Laïcité à la cité
A l'heure où dans les quartiers les incendies de véhicules (et pas seulement des bus !) reprennent lentement mais surement, où la police relache des délinquants ou refuse de perquisitionner pour éviter une nouvelle poussée de violence à quelques mois d'une élection présidentielle à laquelle le sinistre de l'intérieur est candidat, une nouvelle réforme de la loi de la séparation de l'église et de l'état est examinée au parlement. Cette réforme devrait permettre la contribution publique à la construction de nouveaux lieux de cultes.
Quelques remarques :
L'instigateur de ce texte, Nicolas K Sarkozy de Nagy Bocsa vise essentiellement l'Islam. Il prétend qu'avec sa réforme l'Etat où les collectivités locales pourraient ainsi mieux contrôler l'installation de ce qui est désormais la deuxième religion de France et surtout éviter que des lieux de prière ne tombent sous le joug des extrémistes islamistes. C'est aller un peu vite.

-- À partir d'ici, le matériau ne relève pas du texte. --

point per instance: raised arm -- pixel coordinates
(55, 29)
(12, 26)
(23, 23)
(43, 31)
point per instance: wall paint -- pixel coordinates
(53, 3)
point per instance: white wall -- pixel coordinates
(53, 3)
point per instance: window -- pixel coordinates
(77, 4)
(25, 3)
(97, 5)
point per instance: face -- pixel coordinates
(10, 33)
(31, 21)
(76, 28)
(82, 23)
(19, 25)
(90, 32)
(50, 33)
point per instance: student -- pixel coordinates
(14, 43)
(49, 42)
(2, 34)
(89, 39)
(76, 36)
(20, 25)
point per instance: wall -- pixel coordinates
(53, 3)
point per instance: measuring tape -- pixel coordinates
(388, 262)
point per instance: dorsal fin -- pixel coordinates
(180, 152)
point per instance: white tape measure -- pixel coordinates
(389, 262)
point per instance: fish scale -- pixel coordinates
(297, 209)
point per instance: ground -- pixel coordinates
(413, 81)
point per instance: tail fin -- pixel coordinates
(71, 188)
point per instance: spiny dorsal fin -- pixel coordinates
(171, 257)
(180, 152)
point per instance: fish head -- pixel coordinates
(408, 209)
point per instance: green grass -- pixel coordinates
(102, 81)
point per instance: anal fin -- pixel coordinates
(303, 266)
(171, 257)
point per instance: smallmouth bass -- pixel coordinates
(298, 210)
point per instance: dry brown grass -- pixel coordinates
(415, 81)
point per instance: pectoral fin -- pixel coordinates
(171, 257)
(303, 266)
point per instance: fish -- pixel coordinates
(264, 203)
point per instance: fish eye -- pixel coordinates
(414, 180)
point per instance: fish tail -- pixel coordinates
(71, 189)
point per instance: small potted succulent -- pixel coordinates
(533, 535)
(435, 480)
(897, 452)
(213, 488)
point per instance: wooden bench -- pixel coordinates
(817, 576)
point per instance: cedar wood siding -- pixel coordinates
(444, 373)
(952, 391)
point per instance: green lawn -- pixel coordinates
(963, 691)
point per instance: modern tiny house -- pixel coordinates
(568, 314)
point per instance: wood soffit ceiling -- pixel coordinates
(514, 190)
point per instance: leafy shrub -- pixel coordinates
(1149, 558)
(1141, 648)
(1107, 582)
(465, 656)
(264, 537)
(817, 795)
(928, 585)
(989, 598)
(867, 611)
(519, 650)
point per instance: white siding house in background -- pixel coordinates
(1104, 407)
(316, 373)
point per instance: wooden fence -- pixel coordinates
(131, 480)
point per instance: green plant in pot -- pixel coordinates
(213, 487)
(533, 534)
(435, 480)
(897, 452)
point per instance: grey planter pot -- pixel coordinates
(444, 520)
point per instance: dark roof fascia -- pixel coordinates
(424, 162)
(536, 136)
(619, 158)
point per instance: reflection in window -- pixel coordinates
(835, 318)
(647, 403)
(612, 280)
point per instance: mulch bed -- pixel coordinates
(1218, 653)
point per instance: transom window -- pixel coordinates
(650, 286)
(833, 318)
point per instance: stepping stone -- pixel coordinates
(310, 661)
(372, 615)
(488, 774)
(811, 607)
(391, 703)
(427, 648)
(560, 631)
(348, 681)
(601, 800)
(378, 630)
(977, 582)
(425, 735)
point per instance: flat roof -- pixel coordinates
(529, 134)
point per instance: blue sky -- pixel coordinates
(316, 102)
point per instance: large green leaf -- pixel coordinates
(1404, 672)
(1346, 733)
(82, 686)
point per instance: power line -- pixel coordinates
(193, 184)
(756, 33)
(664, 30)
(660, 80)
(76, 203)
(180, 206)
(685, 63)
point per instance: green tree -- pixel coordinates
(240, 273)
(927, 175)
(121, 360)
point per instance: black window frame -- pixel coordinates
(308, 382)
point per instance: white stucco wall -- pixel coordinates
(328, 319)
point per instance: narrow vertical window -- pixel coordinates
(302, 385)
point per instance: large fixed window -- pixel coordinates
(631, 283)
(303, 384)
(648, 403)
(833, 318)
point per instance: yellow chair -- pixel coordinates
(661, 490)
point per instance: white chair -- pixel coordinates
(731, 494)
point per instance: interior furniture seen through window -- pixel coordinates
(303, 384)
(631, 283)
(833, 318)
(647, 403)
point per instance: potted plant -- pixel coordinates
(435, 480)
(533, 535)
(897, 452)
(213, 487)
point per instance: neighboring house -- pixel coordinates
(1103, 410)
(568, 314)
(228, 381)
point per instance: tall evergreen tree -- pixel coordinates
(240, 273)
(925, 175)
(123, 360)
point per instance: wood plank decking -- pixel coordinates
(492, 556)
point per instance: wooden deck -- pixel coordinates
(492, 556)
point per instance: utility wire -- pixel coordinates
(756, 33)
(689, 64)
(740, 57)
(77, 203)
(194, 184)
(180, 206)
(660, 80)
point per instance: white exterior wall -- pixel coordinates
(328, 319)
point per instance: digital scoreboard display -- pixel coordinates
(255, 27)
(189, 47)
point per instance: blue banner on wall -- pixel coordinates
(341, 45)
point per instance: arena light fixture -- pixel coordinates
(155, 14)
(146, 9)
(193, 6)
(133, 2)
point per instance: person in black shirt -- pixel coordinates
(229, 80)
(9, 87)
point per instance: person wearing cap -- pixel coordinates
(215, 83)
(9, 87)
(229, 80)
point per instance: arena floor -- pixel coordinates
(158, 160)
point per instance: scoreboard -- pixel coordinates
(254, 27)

Ce n'est pas parce que l'on construira avec les deniers de l'Etat des mosquées que l'on empéchera les islamistes extrémistes de s'installer dans certaines banlieues.
Le président de l'UMP (Un Mégalo Populiste) cherche aussi à se rallier les voix des musulmans et aussi à instaurer dans notre pays le communautarisme tel qu'il existe dans son paradis terrestre : les Etats Unis. La laicité telle qu'elle a été installée en France visait à rassembler les habitants dans une seule communauté, la nation, avec un certains nombre de valeurs communes. Le communautarisme fait valoir la communauté d'appartenance en fonction de valeurs ou de croyances communes à un groupe avant la nation.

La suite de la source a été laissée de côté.